I remembered how careful Sarah had been in the boat, how she’d asked me not to watch her saying goodbye. “Goddammit, Sarah, she’s a child! How could you bring her out here!”

“Because she asked,” Sarah replied, her chin up and defiant. “And because I’m her teacher. And after I gave you so much crap for trying to get me to stay away, I
wasn’t about to do the same to her. Besides, it turned out she was right—when you got out onto Georges, she told me to stay. She said we were in the wrong place, that what would happen would be somewhere else. So I got out the ink—”

“Sarah, she’s nine goddamn years old! A nine-year-old shouldn’t know how to do this sort of thing!”

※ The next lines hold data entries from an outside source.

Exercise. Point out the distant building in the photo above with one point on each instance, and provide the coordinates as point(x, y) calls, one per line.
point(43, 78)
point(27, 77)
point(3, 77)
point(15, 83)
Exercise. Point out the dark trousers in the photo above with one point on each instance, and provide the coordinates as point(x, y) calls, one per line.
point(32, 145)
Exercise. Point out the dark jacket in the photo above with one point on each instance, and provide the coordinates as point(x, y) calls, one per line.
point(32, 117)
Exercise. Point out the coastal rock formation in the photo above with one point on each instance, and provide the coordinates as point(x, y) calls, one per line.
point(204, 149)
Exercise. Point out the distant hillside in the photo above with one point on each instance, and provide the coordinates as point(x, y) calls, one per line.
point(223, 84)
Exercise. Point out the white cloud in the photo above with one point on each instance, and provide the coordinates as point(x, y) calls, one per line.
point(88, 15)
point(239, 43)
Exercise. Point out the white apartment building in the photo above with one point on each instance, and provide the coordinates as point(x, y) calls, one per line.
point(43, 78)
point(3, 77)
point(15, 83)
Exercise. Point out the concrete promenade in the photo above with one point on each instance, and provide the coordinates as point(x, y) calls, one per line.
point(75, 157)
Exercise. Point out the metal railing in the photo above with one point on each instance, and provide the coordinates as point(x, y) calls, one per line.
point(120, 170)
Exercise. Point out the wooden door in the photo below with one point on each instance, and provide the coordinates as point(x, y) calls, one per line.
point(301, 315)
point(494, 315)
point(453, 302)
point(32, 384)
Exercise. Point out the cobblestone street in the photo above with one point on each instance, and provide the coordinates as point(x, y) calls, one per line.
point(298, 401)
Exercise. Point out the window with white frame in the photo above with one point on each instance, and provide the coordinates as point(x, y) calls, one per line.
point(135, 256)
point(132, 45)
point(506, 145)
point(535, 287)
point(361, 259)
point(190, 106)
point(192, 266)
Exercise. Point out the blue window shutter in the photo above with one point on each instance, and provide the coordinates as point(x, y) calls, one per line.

“She knows it already, it’s just a matter of—” Sarah stopped, took a deep breath, and shook her head. “We’ll have this conversation another time.”

“I sure hope so,” I muttered, and the peevish nature of the comment failed to disguise my real misgivings: that there might not be time, later, for us to have this conversation.

Sarah bowed her head a moment, then went on. “I had her look in the ink, and she directed me over here. Sam tied up at the dock, we got out, and that’s when I saw you.”